Негативные отзывы современников о писателях, по смерти забытых и малоизвестных, играют для литературной их репутации в потомстве роль почти роковую. Если исследователь литературы цитирует неблагосклонный отзыв прижизненной критики о Пушкине или Гоголе, то как пример того, насколько далека от понимания и правильной оценки классика была современная ему критика. Не то – с литературной «мелюзгой». Какой-нибудь антикварий, «отряхая пыль» и выискивая, что давным-давно говорилось и писалось по поводу забытого литературного деятеля, на отрицательных отзывах его современников скорее всего основывает свое суждение о его даровании и достоинстве его сочинений. Проходят годы, еще кто-то берется высказаться о злополучном авторе, смотрит, что уродилось на парнасской ниве по части критических отзывов, биографических справок, эпиграмм, литературных анекдотов, находит одинокую публикацию своего предшественника, повторяет его оценки и т.д. Стереотипы разрушаются трудно, старинные ярлыки пристают накрепко. Много ль вы найдете написанного о графе Хвостове, где бы не повторялось, что он бездарный писака?

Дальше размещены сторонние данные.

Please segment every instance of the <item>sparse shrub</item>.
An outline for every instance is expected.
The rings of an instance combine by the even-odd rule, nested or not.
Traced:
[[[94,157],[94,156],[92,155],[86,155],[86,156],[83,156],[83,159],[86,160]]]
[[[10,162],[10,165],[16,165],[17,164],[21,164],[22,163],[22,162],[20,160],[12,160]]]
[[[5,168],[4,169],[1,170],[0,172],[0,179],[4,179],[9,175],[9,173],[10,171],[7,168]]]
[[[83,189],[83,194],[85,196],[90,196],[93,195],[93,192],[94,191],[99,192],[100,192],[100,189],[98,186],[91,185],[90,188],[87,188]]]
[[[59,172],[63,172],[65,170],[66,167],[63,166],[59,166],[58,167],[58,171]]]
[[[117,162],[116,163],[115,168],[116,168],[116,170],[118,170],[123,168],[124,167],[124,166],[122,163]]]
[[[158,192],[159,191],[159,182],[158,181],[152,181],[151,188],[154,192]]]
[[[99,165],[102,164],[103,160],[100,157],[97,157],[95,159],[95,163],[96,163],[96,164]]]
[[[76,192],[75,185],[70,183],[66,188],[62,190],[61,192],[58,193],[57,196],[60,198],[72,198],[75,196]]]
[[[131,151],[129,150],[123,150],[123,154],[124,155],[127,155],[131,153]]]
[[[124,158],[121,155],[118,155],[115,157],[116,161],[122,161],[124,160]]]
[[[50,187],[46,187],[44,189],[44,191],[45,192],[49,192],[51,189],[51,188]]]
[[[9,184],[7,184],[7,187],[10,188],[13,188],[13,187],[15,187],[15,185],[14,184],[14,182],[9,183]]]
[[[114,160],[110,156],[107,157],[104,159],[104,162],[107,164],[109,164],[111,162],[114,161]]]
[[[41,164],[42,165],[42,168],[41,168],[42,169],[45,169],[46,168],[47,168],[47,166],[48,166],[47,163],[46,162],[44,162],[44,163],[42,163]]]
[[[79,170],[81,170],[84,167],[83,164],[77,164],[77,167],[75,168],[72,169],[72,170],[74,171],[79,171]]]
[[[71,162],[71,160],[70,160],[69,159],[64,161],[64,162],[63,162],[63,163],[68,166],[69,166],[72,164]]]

Василий Рубан – один из тех, чье литературное наследие и место в литературе нуждаются в переоценке.
Василий Григорьевич Рубан родился в 1742 году в Белгороде (по другим данным, в 1739-м в местечке Белгород, что в 40 верстах от Киева). В литературе высказывалось мнение, что он происходил из казаков, но, судя по фамилии, скорее из выкрестов. Одно другому, впрочем, не противоречит. Обучался сначала в Киево-Могилянской духовной академии (где, вероятно, пристрастился к сочинению виршей), затем – в Славяно-греко-латинской академии; потом еще в Московском университете, но, не окончив курса, поступил на службу. В том числе 18 лет он был секретарем у самого Григория Потемкина и именно в те годы, когда светлейший князь присоединял к империи Тавриду и замышлял разделы Речи Посполитой, в чем Рубан был ему полезным помощником благодаря знанию турецкого и польского языков.
В благодарность за труды
Пять тысяч четвертей
земли мне князь Тавриды
Давал, но на письме ея лишь
зрятся виды...
Да, будучи секретарем могущественнейшего человека России, Рубан умудрился не нажить состояния и «пять тысяч четвертей» так и не получил.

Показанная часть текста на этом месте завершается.